“Há muita preocupação na nossa comunidade. Uns estão tristes, outros estão desanimados, mas a comunidade ainda está a lutar, com esperança, embora pouca, de que o sol ainda vai voltar a brilhar”, descreveu hoje à Lusa, por telefone, a conselheira da comunidade portuguesa em Caracas Maria de Lurdes Almeida.
Mas, por agora, “o panorama é muito escuro”.
No mesmo sentido, Maria de Fátima Loreto, conselheira da comunidade em Valência, disse que “há uma grande deceção e tristeza, porque isto não tem fim”.
“Não há garantias de nada, de propriedade, de economia, de vida. O que se está a passar é uma guerra”, afirmou a lusodescendente, cujos pais, madeirenses, emigraram para a Venezuela na década de 50 do século passado.
Também o conselheiro em Caracas Fernando Campos comentou que “as pessoas que não estavam preparadas, estão desanimadas”, mas, lamentou, “já se sabia que isto se ia passar”.
Os conselheiros portugueses contestam a adesão à votação anunciada pelo Conselho Nacional Eleitoral, que estimou uma participação de mais de oito milhões de eleitores. A oposição afirmou, a escassas horas do fecho previsto das urnas, que a participação era de 12%.

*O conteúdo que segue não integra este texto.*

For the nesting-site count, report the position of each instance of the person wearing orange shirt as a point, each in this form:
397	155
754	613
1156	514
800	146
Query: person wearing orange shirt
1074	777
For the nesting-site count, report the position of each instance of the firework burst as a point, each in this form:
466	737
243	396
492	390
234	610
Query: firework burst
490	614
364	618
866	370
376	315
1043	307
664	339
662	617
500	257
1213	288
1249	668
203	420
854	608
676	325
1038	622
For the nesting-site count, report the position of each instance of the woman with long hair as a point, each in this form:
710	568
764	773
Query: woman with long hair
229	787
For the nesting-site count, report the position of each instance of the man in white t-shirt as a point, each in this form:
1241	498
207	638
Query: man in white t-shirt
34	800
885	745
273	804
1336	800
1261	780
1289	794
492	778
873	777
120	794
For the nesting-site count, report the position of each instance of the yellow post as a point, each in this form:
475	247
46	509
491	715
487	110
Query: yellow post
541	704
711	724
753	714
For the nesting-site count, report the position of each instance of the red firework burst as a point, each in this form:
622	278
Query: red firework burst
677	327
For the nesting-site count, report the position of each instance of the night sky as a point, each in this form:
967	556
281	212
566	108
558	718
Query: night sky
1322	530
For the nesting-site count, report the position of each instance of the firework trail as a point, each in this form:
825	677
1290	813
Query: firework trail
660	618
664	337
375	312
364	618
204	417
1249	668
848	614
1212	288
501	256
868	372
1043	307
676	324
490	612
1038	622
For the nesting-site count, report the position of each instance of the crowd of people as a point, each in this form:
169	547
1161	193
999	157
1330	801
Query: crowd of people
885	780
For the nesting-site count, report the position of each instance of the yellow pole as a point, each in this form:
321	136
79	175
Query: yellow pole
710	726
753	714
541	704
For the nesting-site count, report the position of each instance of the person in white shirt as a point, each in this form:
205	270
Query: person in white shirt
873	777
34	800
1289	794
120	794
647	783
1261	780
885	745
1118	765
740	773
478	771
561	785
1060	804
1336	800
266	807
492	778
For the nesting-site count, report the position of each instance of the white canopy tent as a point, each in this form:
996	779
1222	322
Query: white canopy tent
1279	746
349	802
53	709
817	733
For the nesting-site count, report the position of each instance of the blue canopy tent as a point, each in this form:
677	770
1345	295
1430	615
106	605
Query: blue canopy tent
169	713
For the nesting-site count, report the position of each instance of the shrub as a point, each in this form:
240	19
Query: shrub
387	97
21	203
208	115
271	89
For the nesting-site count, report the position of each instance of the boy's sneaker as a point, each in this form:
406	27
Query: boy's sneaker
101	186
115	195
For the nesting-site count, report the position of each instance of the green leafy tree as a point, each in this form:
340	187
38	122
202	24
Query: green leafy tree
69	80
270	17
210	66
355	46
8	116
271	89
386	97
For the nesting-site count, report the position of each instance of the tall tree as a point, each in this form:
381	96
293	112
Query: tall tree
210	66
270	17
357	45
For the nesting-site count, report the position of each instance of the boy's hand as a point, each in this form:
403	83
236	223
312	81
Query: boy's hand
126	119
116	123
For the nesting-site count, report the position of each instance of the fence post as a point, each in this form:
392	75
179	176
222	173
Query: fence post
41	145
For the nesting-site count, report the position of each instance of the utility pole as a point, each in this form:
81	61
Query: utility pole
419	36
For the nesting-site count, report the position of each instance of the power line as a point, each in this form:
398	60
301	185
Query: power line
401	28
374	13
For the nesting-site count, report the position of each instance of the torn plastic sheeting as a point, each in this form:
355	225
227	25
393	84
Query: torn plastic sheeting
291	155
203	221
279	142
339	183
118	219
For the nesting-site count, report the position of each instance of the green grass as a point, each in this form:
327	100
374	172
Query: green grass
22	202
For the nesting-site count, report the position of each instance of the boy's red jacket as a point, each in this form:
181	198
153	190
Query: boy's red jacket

“É totalmente falso. Houve muito pouca participação”, defendeu ‘Milu’ (como é conhecida) Almeida, que vive há 52 anos na capital venezuelana.
“Foi a mesma fraude de sempre deste Governo tão dececionante”, sustentou Fátima Loreto, que sempre trabalhou na área do associativismo junto dos portugueses e luso-venezuelanos, relatando que os centros eleitorais de Valência e Mérida estiveram vazios, no domingo.
Sobre o ambiente que se vive hoje nas ruas venezuelanas, os conselheiros descreveram um cenário de confusão, poucas horas antes de novas manifestações convocadas pela oposição.
Em Valência, há ruas barricadas, árvores cortadas a impedir a passagem e o comércio está fechado, disse Fátima Loreto, que contou que há quatro dias que não sai de casa, por recear a violência.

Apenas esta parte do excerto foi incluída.